Retiree income drops by two thirds

Retirees can expect to see their income drop by 66% when they leave the workplace, according to research from LV.

The annual State of Retirement report reveals that the average annual income for private and state pensions is £8,774, a third of the average annual salary for people over 60 (£25,480).

This suggests that the average retiree will earn almost 24% less than the minimum wage.

Key findings:

  • 30% of people aged 60-69 said they have changed their retirement plans in the last year
  • 85% of people aged 60-69 said they were planning to retire later than expected
  • 17% of people aged 50-59 think they will have to work past the state retirement age
  • 12% of retirees have credit card debts, 7% have a mortgage and 5% are overdrawn.

The research also suggests that the gender pay divide faced by women in the workplace persists into retirement:

  • the average retirement income for women is £6,580 per year, compared to £10,967 for men
  • this is equivalent to a weekly income of £126 for women and £211 for men, an income drop of 68% and 60% respectively
  • 30% of women over 50 plan to work longer than expected, compared to 23% of men
  • a fifth (19%) of women do not have a private pension, compared to 12% of men.

Richard Rowney, life and pensions managing director at LV, said:

"Brits approaching retirement today are under huge financial pressure, as their retirement savings are being stretched over a much longer period of time than before.
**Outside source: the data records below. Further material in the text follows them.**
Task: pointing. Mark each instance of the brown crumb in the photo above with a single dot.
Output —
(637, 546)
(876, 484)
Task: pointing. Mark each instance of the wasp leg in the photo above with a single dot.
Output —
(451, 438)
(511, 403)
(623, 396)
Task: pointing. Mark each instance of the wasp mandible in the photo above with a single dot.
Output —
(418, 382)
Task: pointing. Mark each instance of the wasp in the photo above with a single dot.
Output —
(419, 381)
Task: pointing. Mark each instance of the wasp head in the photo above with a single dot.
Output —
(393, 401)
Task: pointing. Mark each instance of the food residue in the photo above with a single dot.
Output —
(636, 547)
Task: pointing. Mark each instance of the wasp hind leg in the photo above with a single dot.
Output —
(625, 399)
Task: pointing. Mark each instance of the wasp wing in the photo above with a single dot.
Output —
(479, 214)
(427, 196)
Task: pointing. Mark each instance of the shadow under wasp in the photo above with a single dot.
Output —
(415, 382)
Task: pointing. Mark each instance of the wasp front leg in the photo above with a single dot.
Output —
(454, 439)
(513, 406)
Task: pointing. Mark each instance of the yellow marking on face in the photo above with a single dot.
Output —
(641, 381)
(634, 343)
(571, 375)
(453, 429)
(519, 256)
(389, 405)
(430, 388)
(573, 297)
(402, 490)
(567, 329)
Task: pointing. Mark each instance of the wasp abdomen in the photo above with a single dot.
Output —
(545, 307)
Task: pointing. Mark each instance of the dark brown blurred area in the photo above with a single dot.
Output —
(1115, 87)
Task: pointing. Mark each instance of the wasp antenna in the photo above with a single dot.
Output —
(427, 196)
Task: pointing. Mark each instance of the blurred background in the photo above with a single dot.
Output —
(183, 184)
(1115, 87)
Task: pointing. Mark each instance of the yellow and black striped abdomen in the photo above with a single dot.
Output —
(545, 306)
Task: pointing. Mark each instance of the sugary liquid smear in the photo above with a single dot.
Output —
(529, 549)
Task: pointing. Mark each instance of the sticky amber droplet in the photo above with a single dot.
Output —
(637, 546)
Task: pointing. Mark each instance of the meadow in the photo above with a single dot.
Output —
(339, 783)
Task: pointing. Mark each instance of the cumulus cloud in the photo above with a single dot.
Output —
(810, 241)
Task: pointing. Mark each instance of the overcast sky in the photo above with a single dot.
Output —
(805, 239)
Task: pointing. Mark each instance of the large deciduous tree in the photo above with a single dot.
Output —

Whilst undoubtedly having a longer retirement is a good thing, it means that making the right choices on how to fund your retirement if now one of the biggest financial decisions you have to make.

"It's clear that today's retirees leave work with far more financial commitments to contend with than previous generations meaning their money has to go further for longer. Given that the age at which you stop earning a wage can have a significant impact on how much you have to fund your post work lifestyle, it is not surprising that many are choosing to delay retiring."